While the kitchen may be a home’s heart, the bathroom can be its haven; a place to unwind at the end of a stressful day. Create a modern, spa-type feel with wet rooms, glass panelling and tiling rather than outdated features such as shower curtains, to add a touch of luxury. Make sure at least one bathroom has a shower and, if you opt for a bath, think about choosing a show-stopping style and making this the focal point of the room.
Onwards and outwards
As with a loft conversion, an extension can give you additional living space without the need to face the upheaval of moving home. You could decide to create the open-plan kitchen and dining space of your dreams, also choosing to add an additional bedroom upstairs. Or you could use the extra area as an entertaining spot, or a playroom. Just make sure that your extension suits the footprint of your home and that your garden or outside space will still be appropriate for the size of your home.

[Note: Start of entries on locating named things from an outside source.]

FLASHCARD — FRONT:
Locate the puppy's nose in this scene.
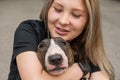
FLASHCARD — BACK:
[48,54,63,65]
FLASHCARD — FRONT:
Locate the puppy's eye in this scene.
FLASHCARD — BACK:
[62,41,67,45]
[39,43,44,48]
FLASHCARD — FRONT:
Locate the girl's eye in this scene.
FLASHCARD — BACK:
[72,14,81,18]
[55,8,62,12]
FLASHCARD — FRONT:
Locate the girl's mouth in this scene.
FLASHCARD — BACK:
[55,27,70,35]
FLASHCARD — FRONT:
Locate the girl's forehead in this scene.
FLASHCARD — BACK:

Trying to create a home revamp with inferior products or workmanship could mean you end up spending money without anything to show for it. Your home may not increase in value or, even worse, it could actually lose value. Think about how much your home is worth, how much other properties in your area are selling for, and ensure that your furnishings, fixtures and fittings are a match for its value.
As with the kitchen and the bathroom, the master bedroom in particular can be the place to create a standout space. Do you have space to create an ensuite bathroom or a dressing area? Or could you add additional storage in the form of fitted wardrobes which can give everything from shoes to suits their very own space.
Nothing is more off-putting than stained carpets or rugs. If you’re hoping to sell, your buyer will not want to have to replace flooring as soon as they move in. Think about suitable flooring for each room. It goes without saying that carpet is a huge no-no in the bathroom or kitchen. Consider whether replacing old flooring with solid wood, for example, would transform the look of a room or property.
Light it up
Another aspect likely to prove unfavourable to a prospective buyer is a feeling that a property is dark and gloomy. This can be often be resolved simply by painting rooms a lighter colour, adding mirrors and changing dark-hued furniture for fabric in paler shades. Or for a more dramatic change, feature or recessed lighting could be installed along with extra windows or skylights.
It goes without saying that a property needs to be structurally sound in order to hold, or increase its value. Ensure that major repairs such as leaking roofs, rising damp or cracked walls are repaired. If you don’t, a surveyor will quickly pick up on any issues, which could lead to your buyer walking away, or trying to negotiate a reduction in your asking price. Carrying out ‘cosmetic’ structural work such as removing interior walls to create a large open-plan space could also not only create a better ‘flow’ in your home, but could also appeal to a family looking for a more modern way of living.
While it’s true that beauty is more than skin deep, prospective buyers will notice superficial defects such as chipped paintwork, mouldy bathroom sealants and sticking doors. While fixing them will not be an expensive project, it can make a world of difference for buyers who could otherwise have been put off by an air of overall neglect.
By taking the time to look at your home as a buyer would, you can pinpoint the areas where making small, or large, changes could lead to an improvement not just in the way you live, but to your home’s current and future value.